Такую вот невеселую историю рассказал мне Людоед. Чтобы как-то подбодрить его, я потихоньку сказал:
— Коля, у меня «дурь» есть.
— Да ты что, Димыч? Только тихо. Это надо в историю записать. Сюда, на «десятку», еще никто ее не привозил. Раньше в этих камерах одни политзаключенные сидели. Их разогнали и поселили нас, полосатиков. Я сейчас в кочегарке работаю. Завтра, Димыч, приходи ко мне. Я тебе веник березовый дам, две болванки нагрею, будешь на них потихоньку воду лить и париться под душем. Там и посидим побазарим.
На другой день, когда нас привели в рабочую зону, я сразу в гараж не пошел, а пошел к Людоеду в кочегарку. Дал ему анашу и сказал:
— Пригласи кого хочешь и угости, но только кого положено.
— Об чем разговор, Димыч? Знаю, — ответил Людоед.
Я пошел мыться в душ. Когда вышел, в кочегарке сидела братва, человек пятнадцать, и курила анашу. А мне Коля заварил купеческий. Я попил чаю с конфетами, и только потом мы разошлись по рабочим местам.
Когда я пришел в гараж и увидел трактор «ДТ-75», понял: это мое горе. Эту рухлядь делали, наверно, если не при царе Горохе, то при Петре Первом, это точно. Прежде чем я его завел, раз двести пришлось дергать за пускач. Спина у меня была мокрая, хотя на тракторе я еще и не начинал работать.

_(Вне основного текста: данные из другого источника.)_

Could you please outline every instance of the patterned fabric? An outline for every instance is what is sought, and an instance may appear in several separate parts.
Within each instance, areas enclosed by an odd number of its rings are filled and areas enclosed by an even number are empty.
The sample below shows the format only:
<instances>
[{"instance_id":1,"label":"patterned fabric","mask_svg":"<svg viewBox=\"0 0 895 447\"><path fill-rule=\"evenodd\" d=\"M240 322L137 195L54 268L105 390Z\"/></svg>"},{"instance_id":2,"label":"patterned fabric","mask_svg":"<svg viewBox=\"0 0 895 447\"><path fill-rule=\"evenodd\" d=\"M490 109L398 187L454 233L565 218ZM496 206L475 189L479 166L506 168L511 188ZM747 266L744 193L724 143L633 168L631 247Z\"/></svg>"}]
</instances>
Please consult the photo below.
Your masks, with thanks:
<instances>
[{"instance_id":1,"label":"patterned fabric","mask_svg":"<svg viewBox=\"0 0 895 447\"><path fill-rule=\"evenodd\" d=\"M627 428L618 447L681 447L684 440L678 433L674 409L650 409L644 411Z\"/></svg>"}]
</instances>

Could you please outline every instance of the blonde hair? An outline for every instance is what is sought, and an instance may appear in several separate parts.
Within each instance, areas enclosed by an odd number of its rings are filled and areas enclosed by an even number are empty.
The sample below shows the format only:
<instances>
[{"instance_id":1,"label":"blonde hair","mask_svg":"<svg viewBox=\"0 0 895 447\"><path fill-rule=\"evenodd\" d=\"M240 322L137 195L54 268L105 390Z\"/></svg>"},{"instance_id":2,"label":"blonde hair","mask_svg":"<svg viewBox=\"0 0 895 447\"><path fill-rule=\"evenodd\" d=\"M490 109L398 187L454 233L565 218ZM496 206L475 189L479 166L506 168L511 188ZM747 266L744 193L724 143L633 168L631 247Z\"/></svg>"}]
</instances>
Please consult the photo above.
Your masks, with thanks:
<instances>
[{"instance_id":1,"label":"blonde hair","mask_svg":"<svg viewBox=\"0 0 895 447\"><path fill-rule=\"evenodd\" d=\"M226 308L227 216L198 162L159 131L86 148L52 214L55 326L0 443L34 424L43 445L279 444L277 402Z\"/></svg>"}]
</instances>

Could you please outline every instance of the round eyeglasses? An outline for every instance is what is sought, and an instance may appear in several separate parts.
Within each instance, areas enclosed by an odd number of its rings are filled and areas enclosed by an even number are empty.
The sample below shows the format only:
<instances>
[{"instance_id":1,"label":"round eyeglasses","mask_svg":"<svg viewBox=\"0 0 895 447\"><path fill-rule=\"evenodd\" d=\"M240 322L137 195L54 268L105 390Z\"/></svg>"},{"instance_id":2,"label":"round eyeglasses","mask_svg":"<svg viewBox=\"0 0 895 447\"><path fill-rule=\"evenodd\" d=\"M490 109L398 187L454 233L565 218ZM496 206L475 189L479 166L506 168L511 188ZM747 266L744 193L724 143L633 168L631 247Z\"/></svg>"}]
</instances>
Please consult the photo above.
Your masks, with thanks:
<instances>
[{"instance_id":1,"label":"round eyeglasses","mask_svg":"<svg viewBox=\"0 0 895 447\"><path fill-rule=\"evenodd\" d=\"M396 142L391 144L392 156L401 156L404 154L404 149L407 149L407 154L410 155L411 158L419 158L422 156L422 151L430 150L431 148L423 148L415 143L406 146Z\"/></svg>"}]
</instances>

Подошел начальник кирпичного завода Сан-Саныч, мужик лет тридцати, но весом не меньше ста двадцати килограммов. Когда идет, то еле ноги передвигает.
— Ну что, идет дело? — спросил Сан-Саныч. — Ну-ну, привыкай. Я тебе двух тунеядцев дам, будут помогать «обувать» трактор, если «разуешься». Они постоянно будут в твоем распоряжении.
Так начался мой первый трудовой день. И потянулись дни унылые и однообразные. Еще бы все ничего, да отрядный нам попался сволочь натуральная, у него и улыбка всегда ехидная и кровожадная, к каждому пустяку придирается. Чуть что не так, пятнадцать суток карцера получи. Старика Саню Воробьева он глухо замордовал, тот еле ноги таскал, и постоянно ларьком его наказывал. Саня и забыл, когда последний раз отоваривался.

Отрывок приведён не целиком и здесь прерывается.